OBJECTIVE: To evaluate a new networked multielectrode lead with 16 electrode segments (SEGs) configured into groups of 4, forming a virtual band (VBAND) around the lead. Each electrode is individually programmable using an embedded integrated circuit.
METHODS: In 8 anesthetized dogs, the lead was positioned in a left ventricular coronary vein. The voltage thresholds for cardiac stimulation and PNS were measured for different electrode configurations, including "VBAND-VBAND" (∼conventional bipolar pacing), "SEG-VBAND", and "SEG-SEG" (anode and cathode within the same VBAND). The measurements were performed (1) with closed chest and (2) after opening the chest and repositioning the phrenic nerve to above the lead, simulating a worst-case scenario.

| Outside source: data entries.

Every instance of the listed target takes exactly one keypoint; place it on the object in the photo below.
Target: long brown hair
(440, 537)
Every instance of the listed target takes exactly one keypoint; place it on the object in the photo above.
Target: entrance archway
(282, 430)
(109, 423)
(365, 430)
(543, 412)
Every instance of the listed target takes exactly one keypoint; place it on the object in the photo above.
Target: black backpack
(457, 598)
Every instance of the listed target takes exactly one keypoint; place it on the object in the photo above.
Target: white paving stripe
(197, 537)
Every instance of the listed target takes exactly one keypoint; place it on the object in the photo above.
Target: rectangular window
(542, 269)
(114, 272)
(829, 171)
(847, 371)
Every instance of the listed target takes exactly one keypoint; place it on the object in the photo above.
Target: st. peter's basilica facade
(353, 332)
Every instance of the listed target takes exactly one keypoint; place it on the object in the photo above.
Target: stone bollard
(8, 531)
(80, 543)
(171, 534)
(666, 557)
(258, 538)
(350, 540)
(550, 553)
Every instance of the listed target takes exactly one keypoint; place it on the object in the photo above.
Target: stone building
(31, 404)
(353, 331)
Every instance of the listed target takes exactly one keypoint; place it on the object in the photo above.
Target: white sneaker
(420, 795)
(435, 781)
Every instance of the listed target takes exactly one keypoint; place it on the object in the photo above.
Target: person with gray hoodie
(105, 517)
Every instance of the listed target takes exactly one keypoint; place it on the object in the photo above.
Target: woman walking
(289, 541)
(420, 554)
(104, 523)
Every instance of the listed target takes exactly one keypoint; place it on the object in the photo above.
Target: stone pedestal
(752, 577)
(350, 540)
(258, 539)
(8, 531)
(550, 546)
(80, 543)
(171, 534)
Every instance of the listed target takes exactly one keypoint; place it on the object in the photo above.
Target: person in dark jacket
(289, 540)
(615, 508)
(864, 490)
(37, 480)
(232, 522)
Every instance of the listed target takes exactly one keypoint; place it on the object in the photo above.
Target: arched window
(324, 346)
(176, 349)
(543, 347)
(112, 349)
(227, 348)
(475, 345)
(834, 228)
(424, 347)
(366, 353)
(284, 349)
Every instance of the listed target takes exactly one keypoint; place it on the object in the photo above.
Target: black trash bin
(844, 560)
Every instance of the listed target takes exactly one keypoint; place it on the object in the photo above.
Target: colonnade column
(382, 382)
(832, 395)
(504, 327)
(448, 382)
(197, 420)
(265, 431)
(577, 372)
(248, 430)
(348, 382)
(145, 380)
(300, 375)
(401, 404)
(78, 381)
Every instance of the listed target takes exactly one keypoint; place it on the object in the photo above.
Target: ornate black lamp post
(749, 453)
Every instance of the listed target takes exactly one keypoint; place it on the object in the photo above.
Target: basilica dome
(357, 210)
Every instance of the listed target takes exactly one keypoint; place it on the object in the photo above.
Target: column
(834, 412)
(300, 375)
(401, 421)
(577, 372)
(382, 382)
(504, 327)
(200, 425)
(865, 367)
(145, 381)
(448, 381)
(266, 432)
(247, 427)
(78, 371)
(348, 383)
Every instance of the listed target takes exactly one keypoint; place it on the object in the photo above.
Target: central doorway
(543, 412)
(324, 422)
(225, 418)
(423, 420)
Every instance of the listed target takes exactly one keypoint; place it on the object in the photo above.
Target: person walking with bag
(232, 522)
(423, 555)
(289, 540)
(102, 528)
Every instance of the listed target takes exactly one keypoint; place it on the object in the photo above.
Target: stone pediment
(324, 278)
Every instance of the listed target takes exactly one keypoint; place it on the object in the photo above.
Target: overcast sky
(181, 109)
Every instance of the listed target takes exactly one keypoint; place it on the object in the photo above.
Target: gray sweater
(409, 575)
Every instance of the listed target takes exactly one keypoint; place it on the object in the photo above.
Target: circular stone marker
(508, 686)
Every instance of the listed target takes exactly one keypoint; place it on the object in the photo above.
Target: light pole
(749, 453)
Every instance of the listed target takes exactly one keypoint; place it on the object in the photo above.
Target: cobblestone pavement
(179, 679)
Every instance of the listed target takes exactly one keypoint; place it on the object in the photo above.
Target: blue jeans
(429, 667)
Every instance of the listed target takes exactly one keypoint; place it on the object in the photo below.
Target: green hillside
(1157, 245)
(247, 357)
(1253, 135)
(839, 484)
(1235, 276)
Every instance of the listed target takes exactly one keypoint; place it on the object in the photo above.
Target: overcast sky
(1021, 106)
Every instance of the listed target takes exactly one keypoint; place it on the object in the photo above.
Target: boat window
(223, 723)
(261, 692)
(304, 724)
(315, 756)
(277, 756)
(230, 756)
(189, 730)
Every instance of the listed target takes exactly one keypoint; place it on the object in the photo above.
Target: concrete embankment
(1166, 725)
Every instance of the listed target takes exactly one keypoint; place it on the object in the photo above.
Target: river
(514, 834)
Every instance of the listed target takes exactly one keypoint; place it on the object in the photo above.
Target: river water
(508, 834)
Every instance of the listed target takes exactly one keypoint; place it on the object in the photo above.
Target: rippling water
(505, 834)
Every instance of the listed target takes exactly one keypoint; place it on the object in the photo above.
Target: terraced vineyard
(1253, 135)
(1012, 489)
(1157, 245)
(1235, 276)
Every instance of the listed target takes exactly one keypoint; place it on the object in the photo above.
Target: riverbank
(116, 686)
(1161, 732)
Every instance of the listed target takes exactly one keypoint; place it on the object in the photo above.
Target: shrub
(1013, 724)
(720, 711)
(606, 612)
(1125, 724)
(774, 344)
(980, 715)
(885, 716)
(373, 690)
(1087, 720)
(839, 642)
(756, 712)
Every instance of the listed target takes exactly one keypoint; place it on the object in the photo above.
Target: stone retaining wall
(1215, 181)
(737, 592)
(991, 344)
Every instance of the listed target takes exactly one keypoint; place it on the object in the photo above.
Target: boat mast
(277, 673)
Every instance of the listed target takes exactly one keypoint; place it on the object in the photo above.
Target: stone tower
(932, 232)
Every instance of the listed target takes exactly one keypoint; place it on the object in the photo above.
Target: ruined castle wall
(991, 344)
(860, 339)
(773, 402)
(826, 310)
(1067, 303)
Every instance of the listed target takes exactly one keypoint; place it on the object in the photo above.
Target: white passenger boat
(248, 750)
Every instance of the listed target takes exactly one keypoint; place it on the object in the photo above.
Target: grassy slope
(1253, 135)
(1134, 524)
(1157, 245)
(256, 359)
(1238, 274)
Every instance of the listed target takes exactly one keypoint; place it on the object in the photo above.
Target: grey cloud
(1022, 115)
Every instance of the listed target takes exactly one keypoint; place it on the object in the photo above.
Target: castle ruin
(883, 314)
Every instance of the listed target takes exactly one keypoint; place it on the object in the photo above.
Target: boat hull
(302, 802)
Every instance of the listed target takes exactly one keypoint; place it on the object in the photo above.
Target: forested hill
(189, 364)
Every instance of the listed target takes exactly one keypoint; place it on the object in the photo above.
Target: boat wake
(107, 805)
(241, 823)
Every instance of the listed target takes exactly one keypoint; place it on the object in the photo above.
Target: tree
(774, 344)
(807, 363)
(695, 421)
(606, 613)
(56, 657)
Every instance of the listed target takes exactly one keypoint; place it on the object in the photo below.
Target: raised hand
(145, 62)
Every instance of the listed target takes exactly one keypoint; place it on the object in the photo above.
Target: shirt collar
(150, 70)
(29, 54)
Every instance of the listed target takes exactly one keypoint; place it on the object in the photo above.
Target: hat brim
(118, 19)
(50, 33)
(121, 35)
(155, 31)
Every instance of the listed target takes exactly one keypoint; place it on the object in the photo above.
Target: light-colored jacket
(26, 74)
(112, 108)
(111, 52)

RESULTS: Compared with the conventional VBAND-VBAND stimulation, the SEG-SEG stimulation increased the PNS threshold and raised the difference between phrenic and cardiac thresholds from 6.2 ± 2.3 to 9.5 ±0.3 V in the closed chest condition and from 1.4 ± 1.6 to 9.0 ± 1.0 V in the worst-case scenario (both P < .001). Both SEG-VBAND and SEG-SEG stimulations reduced the cardiac threshold and increased pacing impedance, thus reducing the required cardiac pacing power by 77%-80% (P <.001 and P <.01 for closed and open chest, respectively).
CONCLUSION: This novel multielectrode pacing lead achieves low cardiac and high extracardiac stimulation thresholds during left ventricular pacing in a canine model. The virtual elimination of PNS may facilitate and improve the application of cardiac resynchronization therapy.